Funcionalidades de la libertad de enseñanza

Ese desencuentro en torno a la “libertad de enseñanza” ya venía de la propia Ley Moyano en 1857. Tal sintagma encierra contradictoriamente, por ejemplo, la difamación y persecución de la Institución Libre de Enseñanza y, más grave todavía, la depuración del magisterio, del profesorado de Medias y de la Universidad, y el del incipiente grupo de investigadores que se había formado en torno a la Junta de Ampliación de Estudios. Procesos todos muy documentados en los sumarios del BOE anteriores a 1945 y con abundantes reflejos posteriores. Puede que volvamos a ello otro día, para ver cómo evoluciona la semántica en manos de quienes quieren gobernar publicitariamente, con palabras que poco o nada tienen que ver con lo que parecen. Estamos en 2016 y si les damos vueltas es porque la realidad muy probablemente sea otra cosa y porque, en educación como en la vida, casi nada es lo que parece o puede que sea muchas cosas a la vez. Por ello Álvarez Junco, en su último libro a propósito de la función identitaria de los nacionalismos -El ser de España-, abre con una cita del famoso historiador de la decadencia y caída del imperio romano, Edward Gibbon (1737-1794), sobre la funcionalidad de las divinidades romanas: verdaderas para la plebe, falsas para el filósofo y útiles para los políticos.

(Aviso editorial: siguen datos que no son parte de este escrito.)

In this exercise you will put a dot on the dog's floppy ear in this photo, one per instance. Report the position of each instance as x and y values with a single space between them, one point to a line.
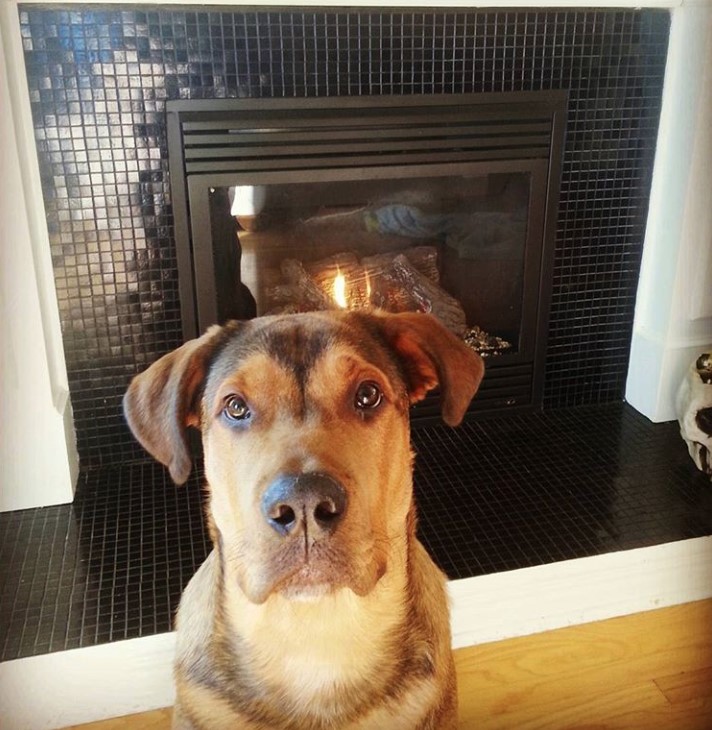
161 403
431 355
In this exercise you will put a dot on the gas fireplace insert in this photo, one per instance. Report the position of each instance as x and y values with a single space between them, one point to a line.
443 204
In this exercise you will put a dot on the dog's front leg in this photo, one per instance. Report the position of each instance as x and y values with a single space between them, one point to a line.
180 720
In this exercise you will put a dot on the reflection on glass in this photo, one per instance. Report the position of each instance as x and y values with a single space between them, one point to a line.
452 246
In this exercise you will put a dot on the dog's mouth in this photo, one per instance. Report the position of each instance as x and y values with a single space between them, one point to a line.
305 570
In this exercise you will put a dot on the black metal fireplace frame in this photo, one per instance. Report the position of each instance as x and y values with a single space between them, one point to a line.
213 143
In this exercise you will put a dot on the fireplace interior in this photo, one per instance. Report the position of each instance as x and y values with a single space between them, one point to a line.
138 269
444 205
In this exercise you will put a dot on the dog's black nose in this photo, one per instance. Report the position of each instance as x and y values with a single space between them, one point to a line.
313 501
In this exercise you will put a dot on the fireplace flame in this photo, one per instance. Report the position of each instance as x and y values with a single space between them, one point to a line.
340 290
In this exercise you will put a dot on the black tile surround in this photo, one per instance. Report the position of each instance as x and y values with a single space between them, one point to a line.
494 495
98 81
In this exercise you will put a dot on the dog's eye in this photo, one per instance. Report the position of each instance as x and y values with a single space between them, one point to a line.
236 409
368 395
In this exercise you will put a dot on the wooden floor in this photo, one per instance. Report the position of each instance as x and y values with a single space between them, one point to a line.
650 671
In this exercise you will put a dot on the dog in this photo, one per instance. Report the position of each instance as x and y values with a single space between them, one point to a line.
318 607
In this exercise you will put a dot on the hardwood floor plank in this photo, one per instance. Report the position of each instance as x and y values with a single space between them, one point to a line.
687 686
649 671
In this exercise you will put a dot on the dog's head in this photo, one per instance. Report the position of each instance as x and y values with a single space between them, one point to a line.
304 421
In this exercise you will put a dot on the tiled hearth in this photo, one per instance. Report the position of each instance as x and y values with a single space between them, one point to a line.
493 496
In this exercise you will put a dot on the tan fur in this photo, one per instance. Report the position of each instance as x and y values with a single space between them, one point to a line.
348 631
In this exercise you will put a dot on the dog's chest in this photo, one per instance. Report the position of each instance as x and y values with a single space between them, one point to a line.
316 650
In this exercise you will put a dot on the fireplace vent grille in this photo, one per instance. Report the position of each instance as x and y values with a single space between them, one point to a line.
273 137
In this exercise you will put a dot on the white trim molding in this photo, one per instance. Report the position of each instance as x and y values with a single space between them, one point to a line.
84 685
673 316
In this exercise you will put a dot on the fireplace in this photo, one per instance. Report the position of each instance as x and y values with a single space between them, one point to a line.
441 204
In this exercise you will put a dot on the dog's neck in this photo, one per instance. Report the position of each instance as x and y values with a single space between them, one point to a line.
333 638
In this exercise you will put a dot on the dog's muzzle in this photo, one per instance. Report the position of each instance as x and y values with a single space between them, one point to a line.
313 503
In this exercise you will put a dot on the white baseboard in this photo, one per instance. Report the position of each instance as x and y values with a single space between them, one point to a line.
83 685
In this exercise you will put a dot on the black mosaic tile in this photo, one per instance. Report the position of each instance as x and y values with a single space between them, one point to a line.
493 495
98 81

Hay construcciones ideales que sólo existen para quienes se las creen y hasta pueden tener su belleza, como muchas mitologías. Pero la mezcla de libertad, religión y negocio como pretexto de “selecta educación”, subvencionada o concertada con el dinero de todos y diferenciada de la que como ineludible derecho reciben los demás mortales, a estas alturas habla más de pasado que de futuro democrático. Este sistema -más escolarizador que propiamente educativo- tal como parece haber querido consagrarlo la LOMCE es el futuro de una estructura soñada por y para unos pocos en el XIX. El problema es que, cuando sus defensores actuales piden que -sin revisión alguna- se siga protegiendo y desarrollando en beneficio privado de tan selecto grupo porque, entre otras ventajosas cualidades es más barata o segrega bien a los niños de las niñas, suena a incapacidad para imaginar y crear un futuro compartido por todos. En consecuencia -y con más razón en tiempos de “crisis”-, el resto de los ciudadanos afectados -el 65% en principio- parece que deba tener derecho a que, o se eliminan las contradicciones o habrá de ponerse este asunto en su sitio de una vez por todas. Desde Blanco White ya han pasado más de dos siglos. Con tal tradición, lo extraño sería que no resultara complicado formar un Gobierno comprometido con el diálogo y las necesidades de los ciudadanos. O que no estuviera bien vista la fuga de capitales de nuestros más distinguidos emprendedores.